The execution starts in the exported function: StartupServer. At the beginning, the sample calls OutputDebugStringA with non-ascii content. What’s interesting is that the content is not random. The same bytes were used previously in the loader, just before executing the function within the payload. Yet, its purpose remains unknown.

It also tries to check if the current DLL has been loaded by the main module that exports a function “Ip.” If it is so, it calls it:

As we remember, the function with exactly this name was exported by the outer layer. It was supposed to retrieve the configuration of the bot, such as the CnC address and Windows Service name. After being retrieved, the data gets copied into the bot’s data section (the configuration gets hardcoded into the bot).

After that, the malware proceeds with its main functionality. We can see that the data that got retrieved and hardcoded is later being passed to the function installing the service:

Based on the presence of the corresponding registry keys, the malware distinguishes if this is its first run or if it had already been installed. Depending on this information, it can take alternative paths.

If the malware was not installed yet, it proceeds with the installation and exits afterward:

Otherwise, it runs its main service function:

The main service function is responsible for communication with the CnC. It deploys a thread that reads commands and deploys appropriate actions:


First the bot connects to the CnC and sends a beacon containing information gathered about the victim system:

The information gathered is detailed, containing processor features as well as the Internet speed. We saw this data being sent during the behavioral analysis.

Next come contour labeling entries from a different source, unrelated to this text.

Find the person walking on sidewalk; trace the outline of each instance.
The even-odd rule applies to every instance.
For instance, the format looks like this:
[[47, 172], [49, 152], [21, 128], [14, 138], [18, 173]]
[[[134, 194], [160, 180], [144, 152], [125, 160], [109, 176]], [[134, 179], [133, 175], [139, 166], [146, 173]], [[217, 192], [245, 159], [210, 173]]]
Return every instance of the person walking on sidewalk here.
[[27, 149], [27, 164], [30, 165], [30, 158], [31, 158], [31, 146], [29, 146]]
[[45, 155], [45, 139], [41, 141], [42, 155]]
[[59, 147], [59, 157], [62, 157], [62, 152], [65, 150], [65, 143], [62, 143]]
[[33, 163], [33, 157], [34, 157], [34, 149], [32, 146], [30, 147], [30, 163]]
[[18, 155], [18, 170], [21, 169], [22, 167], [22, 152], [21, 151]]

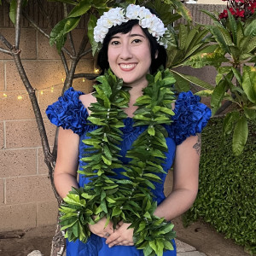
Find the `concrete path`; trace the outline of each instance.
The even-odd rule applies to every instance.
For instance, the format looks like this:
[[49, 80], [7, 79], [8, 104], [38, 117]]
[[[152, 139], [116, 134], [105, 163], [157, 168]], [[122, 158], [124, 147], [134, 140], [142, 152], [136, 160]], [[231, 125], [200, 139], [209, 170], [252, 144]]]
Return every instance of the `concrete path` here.
[[196, 251], [192, 246], [176, 239], [177, 256], [207, 256], [207, 254]]
[[[177, 256], [207, 256], [207, 254], [196, 251], [196, 249], [190, 245], [176, 239]], [[43, 256], [40, 251], [32, 251], [27, 256]], [[47, 255], [45, 255], [47, 256]]]

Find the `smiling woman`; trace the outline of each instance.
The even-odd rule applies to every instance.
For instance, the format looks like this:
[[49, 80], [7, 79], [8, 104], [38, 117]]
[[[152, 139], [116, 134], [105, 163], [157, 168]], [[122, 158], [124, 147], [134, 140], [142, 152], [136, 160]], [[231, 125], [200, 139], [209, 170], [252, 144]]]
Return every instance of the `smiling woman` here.
[[[46, 110], [62, 127], [55, 183], [66, 202], [62, 212], [69, 212], [62, 218], [71, 241], [67, 255], [175, 256], [170, 221], [195, 199], [200, 132], [211, 111], [191, 92], [175, 98], [172, 74], [158, 71], [166, 62], [167, 30], [149, 9], [113, 9], [99, 19], [94, 34], [102, 70], [96, 92], [71, 88]], [[166, 198], [172, 166], [173, 190]], [[84, 192], [69, 193], [72, 187]], [[68, 212], [68, 202], [78, 197]]]

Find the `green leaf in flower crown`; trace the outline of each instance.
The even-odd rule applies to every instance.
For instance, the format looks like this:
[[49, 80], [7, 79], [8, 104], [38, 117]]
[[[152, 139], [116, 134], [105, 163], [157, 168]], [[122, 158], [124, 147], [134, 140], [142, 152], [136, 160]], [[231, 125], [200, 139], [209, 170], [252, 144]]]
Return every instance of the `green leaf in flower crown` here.
[[234, 130], [232, 148], [235, 155], [241, 154], [248, 137], [248, 124], [247, 119], [241, 117]]
[[248, 99], [256, 103], [256, 68], [254, 67], [244, 66], [242, 88]]

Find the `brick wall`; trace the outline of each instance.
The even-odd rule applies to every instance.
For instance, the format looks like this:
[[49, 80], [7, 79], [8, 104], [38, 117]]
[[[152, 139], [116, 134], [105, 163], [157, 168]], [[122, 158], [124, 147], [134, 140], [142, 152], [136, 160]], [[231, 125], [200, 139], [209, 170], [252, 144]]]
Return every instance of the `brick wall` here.
[[[30, 2], [29, 13], [41, 27], [49, 32], [47, 20], [38, 14], [36, 2]], [[50, 4], [46, 3], [46, 9], [50, 8]], [[212, 6], [188, 4], [188, 7], [197, 21], [209, 21], [199, 14], [198, 9], [212, 9]], [[216, 8], [218, 9], [218, 6]], [[0, 31], [14, 44], [15, 29], [8, 14], [3, 3], [0, 6]], [[55, 24], [61, 19], [61, 9], [56, 8], [53, 14]], [[38, 90], [37, 96], [52, 146], [55, 127], [46, 119], [44, 111], [61, 93], [64, 68], [55, 49], [49, 45], [48, 39], [30, 27], [26, 20], [21, 24], [20, 56], [32, 85]], [[81, 39], [83, 26], [82, 22], [73, 32], [76, 45]], [[0, 47], [3, 48], [1, 43]], [[93, 59], [91, 56], [84, 57], [79, 62], [77, 73], [92, 72]], [[214, 83], [215, 72], [212, 68], [193, 70], [186, 67], [183, 72]], [[76, 79], [73, 86], [87, 93], [91, 90], [91, 82]], [[22, 96], [22, 99], [18, 100], [18, 96]], [[172, 180], [170, 173], [165, 183], [166, 194], [172, 190]], [[57, 204], [48, 178], [31, 102], [12, 57], [0, 53], [0, 231], [54, 224], [56, 214]]]

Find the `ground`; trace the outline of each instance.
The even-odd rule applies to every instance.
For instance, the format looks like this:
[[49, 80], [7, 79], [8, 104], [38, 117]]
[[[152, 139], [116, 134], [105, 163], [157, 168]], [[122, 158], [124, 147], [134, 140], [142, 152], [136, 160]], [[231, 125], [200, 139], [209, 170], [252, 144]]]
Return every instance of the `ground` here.
[[[232, 240], [224, 239], [212, 227], [201, 221], [192, 224], [189, 228], [183, 228], [180, 218], [174, 221], [177, 236], [207, 256], [249, 256], [242, 247], [236, 245]], [[21, 238], [0, 239], [1, 256], [26, 256], [33, 250], [39, 250], [44, 256], [49, 256], [51, 240], [55, 226], [37, 228], [30, 230], [0, 233], [0, 238], [4, 235], [22, 235]]]

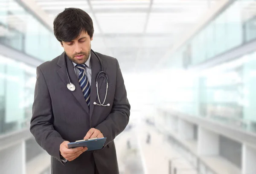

After the successful beaconing, it deploys the main loop, where is listens for the commands from the CnC, parses them, and executes:

As we can see, the malware can act as a downloader—it can fetch and deploy a new executable from the link supplied by the CnC:

The CnC can also push an update of the main bot, as well as instruct the bot to fully remove itself.

But the most important capabilities lie in few different DDoS attacks that can be deployed remotely on any given target. The target address, as well as the attack ID, are supplied by the CnC.

Among the requests that are prepared for the attacks, we can see the familiar strings, whose purpose was already described in the report from 2010. We can see the malformed GET request:

As an alternative, it may use one of the valid GET requests, for example:

The flooding function is deployed in a new thread, and repeats the requests in a loop until the stop condition is enabled. Example:


This bot is pretty simple, prepared by an unsophisticated actor. Featurewise, it hasn’t changed much over years. The only additions were intended to obfuscate the malware and give an ability to add the configuration by the outer layer.